Cyber Resilience Replaces Breach Prevention As The Defining Measure For Enterprise Security

Breach prevention still matters, but it's no longer how enterprise security gets measured. The new benchmark is cyber resilience: the ability to keep the business running when systems fail. And by that measure, most organizations are not ready. Research shows only 45% consider themselves cyber resilient in 2025, a gap that grows more urgent as security leaders finalize plans and budgets for the year ahead.

Theresa Lanowitz is a cybersecurity evangelist, former Gartner analyst, and former Chief Evangelist at LevelBlue, the managed security services provider spun off from AT&T Cybersecurity. With more than 1,000 keynotes and presentations delivered worldwide and a track record of shaping widely cited research on cyber risk and business impact, her perspective is grounded in how security failures actually play out inside organizations. For her, cyber resilience is a business discipline, not a technical checkbox.

"The question isn’t whether an organization will be breached. It’s when it happens, how quickly the business can come together and limit the loss of productivity," says Lanowitz. She frames resilience as an operational problem, not a technical one.
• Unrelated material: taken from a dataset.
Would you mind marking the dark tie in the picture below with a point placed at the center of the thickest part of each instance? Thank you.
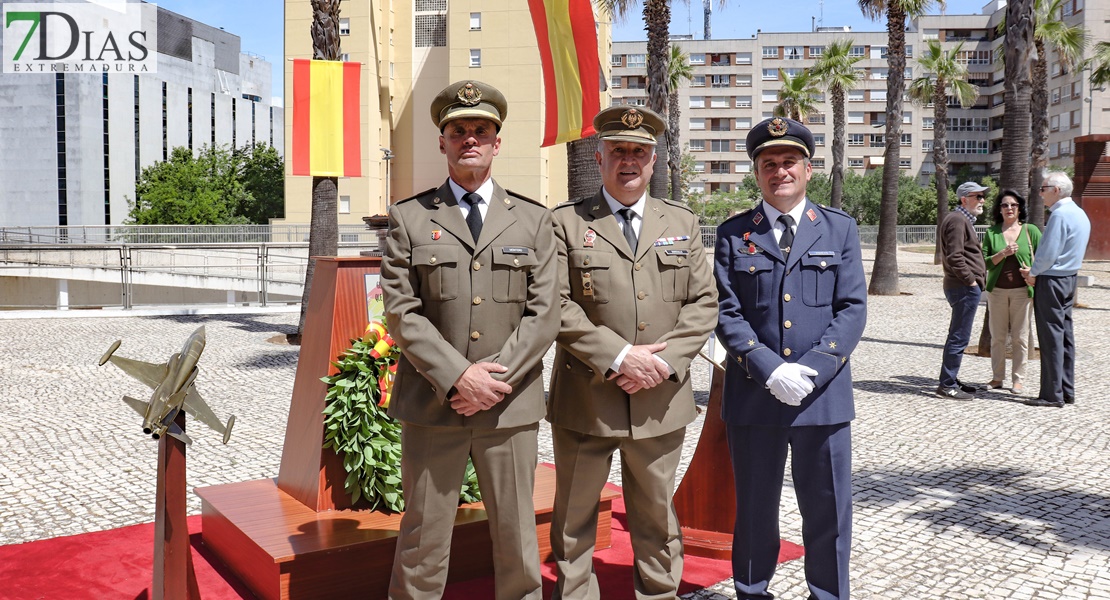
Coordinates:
(474, 217)
(787, 240)
(627, 214)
Consider a hospital that loses its systems to a cyber incident or a faulty software update. Can it still admit patients? Does it have paper forms printed and ready? That kind of preparedness extends far beyond the security team.

• Everyone’s KPI: The biggest structural shift Lanowitz sees is that security can no longer stay siloed. Her advice to leaders is concrete: attach security KPIs to every leadership role. "It doesn’t matter if you’re on the development team, the operations team, the security team, or the line of business. You have a responsibility for security," she says. "When you attach those KPIs, people start budgeting for security from the beginning of every project, not bolting it on at the end." That alignment produces measurably better outcomes. Organizations where cybersecurity teams work closely with business units see stronger security culture and improved productivity across the applications they ship.

• The supply chain wakes up the boardroom: Application security was the top investment priority for most organizations in 2025, and the pressure is coming from the top. Lanowitz points to three forces converging: SBOM regulation, an expanding attack surface from generative AI, and a growing global awareness of what supply chain incidents cost. "40% of CEOs say the software supply chain is their number one security concern," she says. "But only 25% of organizations are actively assessing their exposure."

The gap is significant because software now arrives from multiple and unpredictable sources: legacy code, trusted third-party vendors, open source, and AI-generated output. Lanowitz warns that organizations must audit the security practices of their suppliers, including the subcontractors those suppliers rely on. "You may think a trusted provider is writing the code they deliver. In reality, they’ve subbed it out to another group and another group. You lose control at the nth party."

• Prompt is the new SQL: "If you look at what OWASP has done in the past, it was always about SQL injection. Now we’re looking at prompt injection," Lanowitz says. She notes that data leakage is often unintentional. "You could go to your favorite LLM and start putting in financial details, doing what if scenarios. And suddenly, that’s now sensitive information that is out there inside of that LLM." The accountability gap left by AI providers makes governance harder. Her response is that organizations need to be deliberate about which AI tools they permit, invest in year-round training rather than annual compliance exercises, and make governance part of daily workflows.

In 2026, Lanowitz sees resilience planning, supply chain accountability, and post-breach readiness moving from aspiration to expectation. She warns that the aftermath of major breaches is becoming its own threat category, as adversary groups monetize stolen intellectual property long after the initial attack.

The imperative for security leaders is to bring back disciplined software engineering practices, budget for security from the start of every project, and accept that resilience is not a security team deliverable. "We have to make sure everybody understands the importance of security, that we talk to one another, and that we get out of the silos that have been built up over decades," Lanowitz concludes.